Since I didn't pay much attention in school I've never seen one of these ... (Thrown for a yield curve):
Many standard economics textbooks report that an inverted curve is a leading indicator of an imminent economic slowdown. The traditional reasoning goes something like this: when short-term rates are relatively high, demand for loans slackens, weakening the economy. And bond traders, collectively seeing so many signs of an impending economic slowdown, have already driven down longer-term rates in anticipation of an eventual loosening of short-term credit.
The statistical support for this indicator looks impressive.
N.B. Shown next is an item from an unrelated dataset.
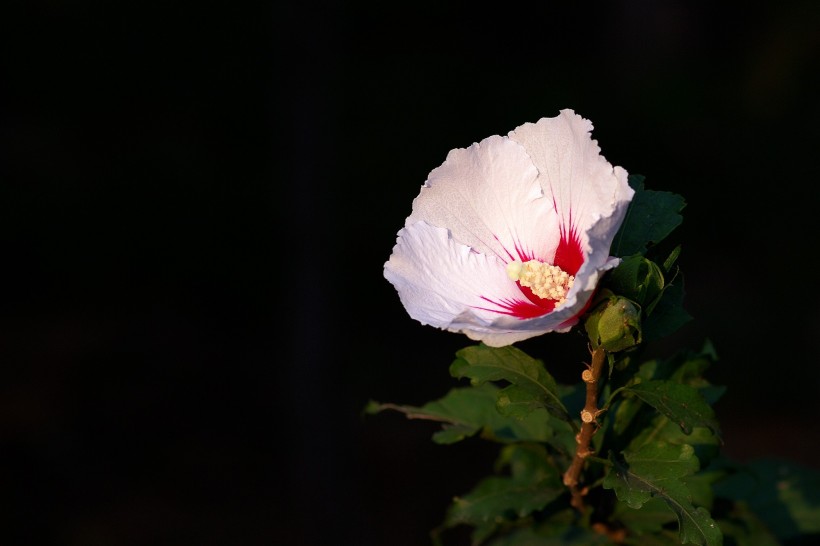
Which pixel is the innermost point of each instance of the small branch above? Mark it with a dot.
(588, 427)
Arturo Estrella, an economist at the Federal Reserve Bank of New York, contends that an inverted yield curve "has predicted essentially every U.S. recession since 1950 with only one 'false' signal."
At first blush, there is no evidence that the indicator is losing its touch. It worked like a charm, for example, in forecasting the economy's most recent recession. According to the National Bureau of Economic Research, the widely recognized arbiter of when recessions begin and end, that recession began in March 2001. The yield curve went negative the previous summer.
Mr. Estrella and Frederic S. Mishkin, a professor of banking and financial institutions at Columbia University, have built an econometric model that relates various levels of the yield curve with the probability of a recession within 12 months. With the rate on 10-year Treasury notes now just about half a percentage point higher than that for three-month Treasury bills, for example, the researchers' model calculates a 10 to 15 percent probability of a recession within the next year. That probability would grow to about 25 percent if the difference in rates disappeared, and would grow even further if the curve inverted, meaning that the short-term rate was higher than the longer-term one.
The difference between the 2-year and 10-year notes is about zero, so we have about a 1 in 4 chance of a recession within 12 months. I'll begin hoarding money (M1) and/or gasoline on January 1.